この時、実はすでに頭の中にイメージがあったのです。いつか雑誌でみた、ガーデンをテーマにした素晴らしいデコレーションが施されたケーキ。ケーキの上一面に、マジパンで作られた小さな野菜が飾られていて、それはまるで春の畑のミニチュア。それを自分でもいつか焼いてみたいなぁ、とその時を待っていたのです。

早速、マジパンをインターネットで注文し、キャロット・ケーキのレシピを確認する。キャット・ケーキは、その名の通り、キャロットがたっぷり入ったどっしりしたケーキ。アメリカ人はみんな好きなケーキの1つです。今回は、摩り下ろしたオレンジと荒刻みのクルミも加えることに。もちろん、アイシングは定番のクリームチーズ・フロスティングで。

さて、キーになるマジパンの野菜は1日前に作ることに。

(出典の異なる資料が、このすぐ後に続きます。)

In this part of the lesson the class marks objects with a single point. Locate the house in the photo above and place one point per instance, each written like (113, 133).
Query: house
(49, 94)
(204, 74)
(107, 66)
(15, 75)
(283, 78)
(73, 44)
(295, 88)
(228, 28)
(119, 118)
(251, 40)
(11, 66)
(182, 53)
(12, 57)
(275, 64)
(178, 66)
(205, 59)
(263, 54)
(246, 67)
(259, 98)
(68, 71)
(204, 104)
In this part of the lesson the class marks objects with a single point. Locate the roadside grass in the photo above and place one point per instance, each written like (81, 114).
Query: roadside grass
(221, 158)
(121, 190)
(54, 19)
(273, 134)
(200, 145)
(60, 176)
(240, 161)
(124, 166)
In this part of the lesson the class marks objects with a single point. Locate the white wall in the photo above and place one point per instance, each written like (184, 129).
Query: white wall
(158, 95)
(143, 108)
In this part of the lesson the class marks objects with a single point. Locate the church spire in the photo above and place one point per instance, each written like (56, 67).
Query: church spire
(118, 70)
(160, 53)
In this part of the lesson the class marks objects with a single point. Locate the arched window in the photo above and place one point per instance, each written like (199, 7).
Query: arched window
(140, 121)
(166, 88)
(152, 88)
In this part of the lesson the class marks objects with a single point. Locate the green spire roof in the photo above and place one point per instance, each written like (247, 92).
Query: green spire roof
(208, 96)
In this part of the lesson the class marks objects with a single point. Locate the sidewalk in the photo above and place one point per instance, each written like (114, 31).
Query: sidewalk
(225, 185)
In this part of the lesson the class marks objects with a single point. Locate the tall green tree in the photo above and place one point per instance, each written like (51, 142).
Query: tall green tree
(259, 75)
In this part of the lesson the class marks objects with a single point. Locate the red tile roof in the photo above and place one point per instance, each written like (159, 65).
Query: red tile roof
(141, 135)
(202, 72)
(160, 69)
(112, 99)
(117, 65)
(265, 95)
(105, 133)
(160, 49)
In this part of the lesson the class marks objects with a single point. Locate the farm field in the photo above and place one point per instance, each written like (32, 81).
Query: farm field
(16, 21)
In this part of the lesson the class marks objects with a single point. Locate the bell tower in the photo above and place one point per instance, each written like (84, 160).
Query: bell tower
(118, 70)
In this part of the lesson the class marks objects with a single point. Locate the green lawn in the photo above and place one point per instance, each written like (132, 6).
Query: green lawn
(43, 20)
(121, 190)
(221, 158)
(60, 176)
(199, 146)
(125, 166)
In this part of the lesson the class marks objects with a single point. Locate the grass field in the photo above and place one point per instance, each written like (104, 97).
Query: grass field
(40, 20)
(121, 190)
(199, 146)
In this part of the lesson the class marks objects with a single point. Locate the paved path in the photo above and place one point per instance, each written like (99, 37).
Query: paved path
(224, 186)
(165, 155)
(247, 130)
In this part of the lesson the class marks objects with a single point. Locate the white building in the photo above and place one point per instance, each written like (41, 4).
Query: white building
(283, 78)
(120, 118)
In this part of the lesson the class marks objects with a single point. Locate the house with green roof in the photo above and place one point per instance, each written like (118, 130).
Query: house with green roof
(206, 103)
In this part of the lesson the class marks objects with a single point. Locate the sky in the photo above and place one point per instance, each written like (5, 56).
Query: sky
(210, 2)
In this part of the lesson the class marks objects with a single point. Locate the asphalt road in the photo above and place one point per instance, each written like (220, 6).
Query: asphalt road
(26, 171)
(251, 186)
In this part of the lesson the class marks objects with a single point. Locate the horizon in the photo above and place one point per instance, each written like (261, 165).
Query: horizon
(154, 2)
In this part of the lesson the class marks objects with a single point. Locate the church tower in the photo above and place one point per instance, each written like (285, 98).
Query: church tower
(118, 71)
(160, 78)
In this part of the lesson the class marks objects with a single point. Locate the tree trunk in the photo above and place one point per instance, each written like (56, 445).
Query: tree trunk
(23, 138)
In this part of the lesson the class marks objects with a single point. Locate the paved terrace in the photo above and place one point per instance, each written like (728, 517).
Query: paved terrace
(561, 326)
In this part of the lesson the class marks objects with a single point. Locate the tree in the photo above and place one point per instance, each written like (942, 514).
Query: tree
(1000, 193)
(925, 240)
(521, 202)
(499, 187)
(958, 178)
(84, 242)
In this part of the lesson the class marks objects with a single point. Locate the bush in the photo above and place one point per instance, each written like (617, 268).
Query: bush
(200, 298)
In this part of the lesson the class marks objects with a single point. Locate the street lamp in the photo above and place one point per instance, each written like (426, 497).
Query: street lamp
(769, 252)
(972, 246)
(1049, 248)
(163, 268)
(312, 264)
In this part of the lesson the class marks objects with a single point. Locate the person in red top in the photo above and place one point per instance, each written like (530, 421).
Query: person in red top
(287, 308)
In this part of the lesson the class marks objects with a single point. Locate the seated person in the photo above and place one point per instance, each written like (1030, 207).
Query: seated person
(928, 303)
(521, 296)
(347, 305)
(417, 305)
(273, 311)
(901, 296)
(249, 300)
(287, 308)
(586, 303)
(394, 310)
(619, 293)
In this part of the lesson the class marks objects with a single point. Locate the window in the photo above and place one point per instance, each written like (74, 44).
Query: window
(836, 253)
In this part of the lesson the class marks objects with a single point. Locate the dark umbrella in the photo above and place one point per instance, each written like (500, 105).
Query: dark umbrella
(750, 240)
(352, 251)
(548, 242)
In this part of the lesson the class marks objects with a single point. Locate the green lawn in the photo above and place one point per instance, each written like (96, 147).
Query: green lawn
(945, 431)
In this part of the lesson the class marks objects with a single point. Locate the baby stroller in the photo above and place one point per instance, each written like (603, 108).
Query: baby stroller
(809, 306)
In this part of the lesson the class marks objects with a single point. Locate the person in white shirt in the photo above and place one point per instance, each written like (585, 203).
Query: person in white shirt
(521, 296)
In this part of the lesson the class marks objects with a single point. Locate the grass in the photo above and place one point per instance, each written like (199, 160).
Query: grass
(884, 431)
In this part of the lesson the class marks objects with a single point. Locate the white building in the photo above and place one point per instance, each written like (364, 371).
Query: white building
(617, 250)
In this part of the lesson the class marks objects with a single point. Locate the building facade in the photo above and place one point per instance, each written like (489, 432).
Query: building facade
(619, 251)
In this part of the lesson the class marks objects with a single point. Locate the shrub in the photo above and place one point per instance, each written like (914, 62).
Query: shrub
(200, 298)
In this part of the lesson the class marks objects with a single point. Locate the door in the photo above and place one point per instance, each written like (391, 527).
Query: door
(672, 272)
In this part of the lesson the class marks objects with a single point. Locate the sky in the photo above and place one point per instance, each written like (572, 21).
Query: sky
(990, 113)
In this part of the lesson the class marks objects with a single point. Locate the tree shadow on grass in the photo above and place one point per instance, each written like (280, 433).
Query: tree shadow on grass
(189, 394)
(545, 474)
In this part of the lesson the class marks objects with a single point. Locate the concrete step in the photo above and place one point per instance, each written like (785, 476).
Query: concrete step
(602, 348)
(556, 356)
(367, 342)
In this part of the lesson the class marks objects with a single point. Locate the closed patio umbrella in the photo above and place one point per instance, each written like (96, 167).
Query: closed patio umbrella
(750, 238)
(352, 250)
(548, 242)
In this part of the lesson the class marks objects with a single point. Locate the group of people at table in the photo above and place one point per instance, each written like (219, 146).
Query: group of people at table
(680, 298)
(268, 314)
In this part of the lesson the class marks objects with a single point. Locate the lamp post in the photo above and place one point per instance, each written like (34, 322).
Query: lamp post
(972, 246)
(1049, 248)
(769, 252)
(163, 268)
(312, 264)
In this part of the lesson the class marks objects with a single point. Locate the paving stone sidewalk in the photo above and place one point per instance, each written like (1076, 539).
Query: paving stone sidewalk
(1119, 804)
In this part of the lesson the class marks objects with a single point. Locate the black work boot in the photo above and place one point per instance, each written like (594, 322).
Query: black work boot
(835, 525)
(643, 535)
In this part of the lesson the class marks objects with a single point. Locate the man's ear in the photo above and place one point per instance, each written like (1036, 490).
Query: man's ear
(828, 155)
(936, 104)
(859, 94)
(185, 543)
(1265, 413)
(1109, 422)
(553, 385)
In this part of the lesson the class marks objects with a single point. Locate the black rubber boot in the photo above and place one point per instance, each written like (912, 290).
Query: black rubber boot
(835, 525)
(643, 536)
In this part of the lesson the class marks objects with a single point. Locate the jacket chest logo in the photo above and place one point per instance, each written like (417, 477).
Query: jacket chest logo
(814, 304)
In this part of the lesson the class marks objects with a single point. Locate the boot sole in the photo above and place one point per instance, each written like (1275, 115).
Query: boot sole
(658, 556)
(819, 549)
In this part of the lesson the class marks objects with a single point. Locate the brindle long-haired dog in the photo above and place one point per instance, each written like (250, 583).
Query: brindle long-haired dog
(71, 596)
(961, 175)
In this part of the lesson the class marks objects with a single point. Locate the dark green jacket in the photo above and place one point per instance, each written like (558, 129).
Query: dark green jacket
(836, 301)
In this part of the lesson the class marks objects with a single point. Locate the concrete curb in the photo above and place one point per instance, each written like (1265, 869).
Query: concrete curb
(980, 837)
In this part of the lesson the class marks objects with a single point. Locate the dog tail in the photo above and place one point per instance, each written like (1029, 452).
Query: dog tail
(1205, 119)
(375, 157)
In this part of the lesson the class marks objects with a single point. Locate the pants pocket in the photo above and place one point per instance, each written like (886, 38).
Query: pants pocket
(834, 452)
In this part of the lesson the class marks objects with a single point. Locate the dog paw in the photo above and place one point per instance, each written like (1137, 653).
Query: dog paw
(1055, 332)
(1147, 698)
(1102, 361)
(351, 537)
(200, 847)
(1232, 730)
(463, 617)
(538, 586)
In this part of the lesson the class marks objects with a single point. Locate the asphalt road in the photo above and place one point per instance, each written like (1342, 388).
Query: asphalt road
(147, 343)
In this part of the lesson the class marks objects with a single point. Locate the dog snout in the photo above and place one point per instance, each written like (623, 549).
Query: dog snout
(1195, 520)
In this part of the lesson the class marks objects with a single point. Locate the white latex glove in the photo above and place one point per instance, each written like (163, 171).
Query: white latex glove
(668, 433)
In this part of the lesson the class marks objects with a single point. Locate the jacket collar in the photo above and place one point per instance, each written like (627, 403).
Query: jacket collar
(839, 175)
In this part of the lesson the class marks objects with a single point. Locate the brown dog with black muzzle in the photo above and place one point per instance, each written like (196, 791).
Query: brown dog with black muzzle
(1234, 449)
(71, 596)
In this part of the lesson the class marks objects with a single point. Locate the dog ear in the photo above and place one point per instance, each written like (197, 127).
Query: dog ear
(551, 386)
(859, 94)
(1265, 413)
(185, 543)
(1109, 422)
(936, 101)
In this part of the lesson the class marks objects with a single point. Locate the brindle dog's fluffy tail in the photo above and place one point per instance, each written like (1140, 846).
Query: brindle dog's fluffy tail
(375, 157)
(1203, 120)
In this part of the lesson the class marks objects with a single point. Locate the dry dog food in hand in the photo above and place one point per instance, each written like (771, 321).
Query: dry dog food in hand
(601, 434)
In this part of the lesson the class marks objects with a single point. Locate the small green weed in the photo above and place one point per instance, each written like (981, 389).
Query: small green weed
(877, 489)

マジパンはアーモンド・ペーストで出来た柔らかい砂糖菓子。これをフード・カラリングでオレンジとグリーンに染めて、小さなニンジンの形にしていく…これが予想以上に大変な作業で、時間がかかった、かかった!でも、子供の頃の粘土細工を思い出す楽しさもあって、結局私は、キャベツ、カリフラワー、アーティチョークなども作っちゃった。

ケーキ本体には約1キロのニンジンを摩り下ろし、四角いケーキを2枚分作って焼き上げた。この2枚を重ねあわせて四角いケーキを作り、フロスティングで仕上げたら、その表面には、チョコレート・クッキーを砕いて作った「土」を敷き詰めて「畑」にし、そこへミニチュア野菜を並べていく…。そう、まるでピーター・ラビットの畑のようにね。

完成したケーキは、雑誌のプロが仕上げたものと比べるとかなりお粗末だけれど、家族には「すごい〜〜〜」と感嘆の声を上げてもらったし、私としても丸2日間かけただけのことはあって大満足の仕上がり。これだけ手間ひまかけたものを、バクっと食べてしまうのはちょっと悲しい気もしたけれど、また作ればいいんだからね。今度はなにをテーマにしようか。

そうそう、義姉に「マリは手先が器用ね。多分、箸を使っているせいね」と言われた…はて、そうなのかしら?